Il y a un parallèle avec le Royaume-Uni, en ce sens que les endroits qui ont voté pour le Brexit sont les endroits les plus exposés économiquement à ses conséquences. "La plupart des gens ne sont pas des économistes et se sentent négligés par les élites, même si je dois admettre que c'est une énigme pour laquelle les gens de la classe ouvrière ici [in the UK] et aux États-Unis, vous ne comprenez pas le mépris évident que les politiciens conservateurs ressentent pour eux. "

Et qu'en est-il du commerce – le sujet pour lequel Krugman a remporté son «truc suédois». Pense-t-il qu'il est possible que la Grande-Bretagne transfère la plupart de ses exportations de l'UE vers d'autres partenaires commerciaux?

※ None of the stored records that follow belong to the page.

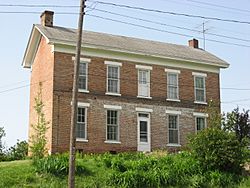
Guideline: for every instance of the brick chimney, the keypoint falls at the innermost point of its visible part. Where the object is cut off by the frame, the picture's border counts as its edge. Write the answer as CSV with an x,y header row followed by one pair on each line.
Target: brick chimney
x,y
193,43
47,18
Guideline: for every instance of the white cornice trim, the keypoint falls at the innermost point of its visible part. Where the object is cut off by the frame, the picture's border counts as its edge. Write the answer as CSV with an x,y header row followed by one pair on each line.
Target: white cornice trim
x,y
143,67
199,74
112,63
138,109
173,112
113,107
199,114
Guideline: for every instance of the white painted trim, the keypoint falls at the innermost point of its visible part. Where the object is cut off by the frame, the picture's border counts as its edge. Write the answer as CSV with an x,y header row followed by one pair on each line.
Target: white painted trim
x,y
83,91
144,67
112,107
174,100
200,102
83,104
144,97
113,63
175,112
200,114
81,140
173,71
199,74
114,94
174,145
82,59
138,109
153,60
111,142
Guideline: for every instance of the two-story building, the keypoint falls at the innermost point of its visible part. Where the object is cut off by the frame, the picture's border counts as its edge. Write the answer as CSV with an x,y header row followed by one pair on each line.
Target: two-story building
x,y
134,94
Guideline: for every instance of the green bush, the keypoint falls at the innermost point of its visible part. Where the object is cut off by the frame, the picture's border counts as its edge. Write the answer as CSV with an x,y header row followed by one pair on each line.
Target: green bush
x,y
216,149
57,165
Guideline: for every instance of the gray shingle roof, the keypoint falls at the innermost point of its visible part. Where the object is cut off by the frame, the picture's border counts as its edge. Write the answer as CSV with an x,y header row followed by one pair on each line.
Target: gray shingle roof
x,y
131,45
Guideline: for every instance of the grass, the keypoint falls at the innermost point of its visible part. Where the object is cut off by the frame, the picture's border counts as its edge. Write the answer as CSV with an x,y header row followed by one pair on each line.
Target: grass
x,y
23,174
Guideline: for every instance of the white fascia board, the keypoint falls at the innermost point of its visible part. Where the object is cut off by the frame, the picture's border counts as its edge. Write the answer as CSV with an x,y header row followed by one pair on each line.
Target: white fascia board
x,y
173,112
173,71
82,59
133,57
112,107
137,109
143,67
113,63
83,104
199,114
199,74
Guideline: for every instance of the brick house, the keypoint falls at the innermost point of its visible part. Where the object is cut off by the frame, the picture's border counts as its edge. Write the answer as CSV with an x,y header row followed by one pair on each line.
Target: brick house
x,y
134,94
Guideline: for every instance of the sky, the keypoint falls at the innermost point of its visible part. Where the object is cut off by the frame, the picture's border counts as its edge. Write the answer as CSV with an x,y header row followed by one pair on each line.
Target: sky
x,y
15,29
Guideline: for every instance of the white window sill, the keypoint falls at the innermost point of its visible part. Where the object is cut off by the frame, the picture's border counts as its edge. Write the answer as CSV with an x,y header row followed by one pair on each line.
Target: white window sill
x,y
174,100
114,94
83,91
200,102
174,145
111,142
81,140
144,97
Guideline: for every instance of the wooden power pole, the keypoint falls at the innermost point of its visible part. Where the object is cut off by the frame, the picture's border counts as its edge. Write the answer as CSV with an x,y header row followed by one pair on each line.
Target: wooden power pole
x,y
71,178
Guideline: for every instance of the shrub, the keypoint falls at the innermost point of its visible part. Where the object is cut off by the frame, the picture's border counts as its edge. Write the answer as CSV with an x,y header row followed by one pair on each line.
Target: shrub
x,y
57,165
216,149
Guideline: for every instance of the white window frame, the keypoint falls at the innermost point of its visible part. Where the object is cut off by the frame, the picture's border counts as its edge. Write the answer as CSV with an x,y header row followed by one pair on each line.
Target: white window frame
x,y
176,72
85,106
118,127
200,115
148,84
203,76
84,61
117,65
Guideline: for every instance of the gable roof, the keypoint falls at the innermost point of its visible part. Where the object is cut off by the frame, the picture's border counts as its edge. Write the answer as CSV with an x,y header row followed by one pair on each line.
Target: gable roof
x,y
68,36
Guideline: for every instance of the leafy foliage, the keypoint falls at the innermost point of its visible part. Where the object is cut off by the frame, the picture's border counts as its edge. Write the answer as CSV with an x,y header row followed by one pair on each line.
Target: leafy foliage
x,y
216,149
38,139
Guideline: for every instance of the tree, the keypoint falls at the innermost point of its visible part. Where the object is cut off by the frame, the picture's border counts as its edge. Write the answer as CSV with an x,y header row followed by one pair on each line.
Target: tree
x,y
38,139
239,123
2,134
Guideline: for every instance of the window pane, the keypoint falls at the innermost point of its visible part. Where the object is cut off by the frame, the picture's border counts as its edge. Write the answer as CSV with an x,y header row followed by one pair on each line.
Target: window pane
x,y
173,129
80,126
112,125
200,121
143,131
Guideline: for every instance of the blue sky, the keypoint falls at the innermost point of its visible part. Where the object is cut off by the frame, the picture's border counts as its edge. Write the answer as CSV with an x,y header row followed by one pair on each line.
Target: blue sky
x,y
15,31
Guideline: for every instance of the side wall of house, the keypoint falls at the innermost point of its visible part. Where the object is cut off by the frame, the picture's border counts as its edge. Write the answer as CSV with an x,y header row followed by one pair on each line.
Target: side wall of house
x,y
42,72
96,113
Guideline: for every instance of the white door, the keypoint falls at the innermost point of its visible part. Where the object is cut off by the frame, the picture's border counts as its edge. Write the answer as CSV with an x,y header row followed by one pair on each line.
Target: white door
x,y
143,132
143,83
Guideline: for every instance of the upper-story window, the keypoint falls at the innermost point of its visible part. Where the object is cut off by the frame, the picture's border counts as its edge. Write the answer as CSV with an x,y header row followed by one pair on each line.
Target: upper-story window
x,y
200,121
83,74
113,77
143,81
200,87
172,84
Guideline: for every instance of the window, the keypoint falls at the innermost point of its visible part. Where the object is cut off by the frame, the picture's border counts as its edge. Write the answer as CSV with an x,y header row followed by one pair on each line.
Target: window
x,y
200,123
173,127
113,85
199,87
81,123
83,74
143,83
172,83
112,125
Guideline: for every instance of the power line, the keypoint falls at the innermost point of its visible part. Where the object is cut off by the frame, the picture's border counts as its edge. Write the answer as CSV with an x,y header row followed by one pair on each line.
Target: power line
x,y
168,25
172,13
164,31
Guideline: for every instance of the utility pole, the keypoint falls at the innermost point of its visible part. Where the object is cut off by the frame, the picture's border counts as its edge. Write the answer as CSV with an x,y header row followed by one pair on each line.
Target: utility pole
x,y
71,178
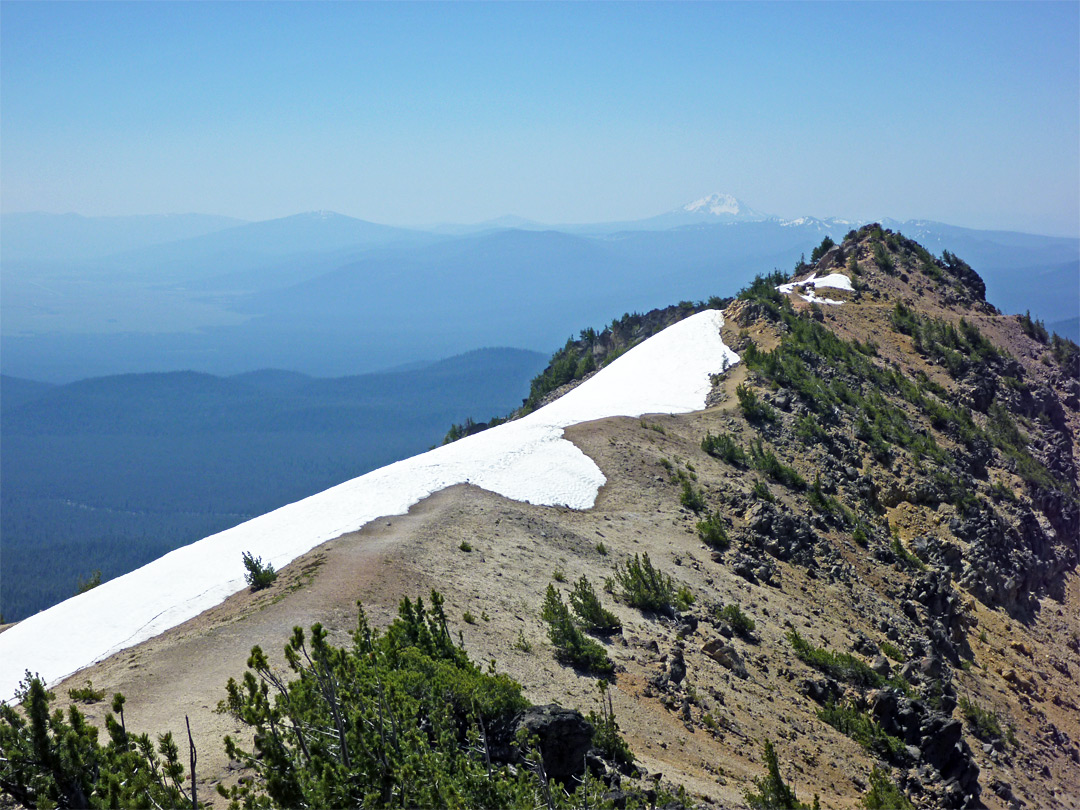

«L'une des relations les plus affirmées dans l'économie est que le commerce entre les pays est presque déterminé par la taille de leurs économies et leur éloignement. Nous l'appelons la relation de gravité. & # 39;

"C'est très difficile à combattre. Les accords commerciaux peuvent faire bouger un peu les choses, mais le fait est que l'Europe est là et que les États-Unis sont à 3 000 km et qu'il n'y a aucun moyen de s'attendre à ce que les États-Unis soient vraiment un substitut." pour le marché européen et l'Europe comme source de livraison. "

Krugman a souligné que les taux entre le Royaume-Uni et les États-Unis sont déjà très bas, donc avec un accord commercial qui, disons, des taux réduits de 2% à zéro ne ferait pas de différence significative. "Ce que l'UE fait, c'est qu'elle va au-delà du libre-échange et c'est une union douanière, donc c'est un commerce sans friction et je ne pense pas qu'il y ait une possibilité d'une union douanière avec les États-Unis."

Et du point de vue politique de Trump, pourrait-on gagner du capital politique au niveau national en concluant un accord commercial avec le Royaume-Uni?

«Si vous avez cherché très dur pendant quelques semaines, vous pourriez trouver un électeur américain qui s'en soucie. Nous sommes américains. Nous reconnaissons à peine que le reste du mot existe et l'idée qu'un accord commercial avec le Royaume-Uni serait d'une grande importance pour tout le monde – cela n'arrivera tout simplement pas. "

Trump va-t-il remporter un deuxième mandat? "Trump n'est toujours pas populaire", a déclaré Krugman, ajoutant que si l'économie est bonne, il ne suffit pas de le ramener à la Maison Blanche. «Avoir 3% de chômage et [only] un taux d'approbation de 43% est en quelque sorte une grande réussite. "

«Trump vient de donner aux démocrates un objectif énorme avec son budget, avec d'énormes réductions des dépenses de santé. Si les démocrates peuvent tout savoir sur la façon dont si vous réélisez Trump, il vous enlèvera vos soins de santé, alors ils ont de très bonnes chances. "

"S'ils surmontent le capitalisme, le système est pourri et nous devons tout détruire, alors ils ont une perte de type Corbyn."

Querelle avec Zombies: économie, politique et lutte pour un avenir meilleur par Paul Krugman est publié par Norton.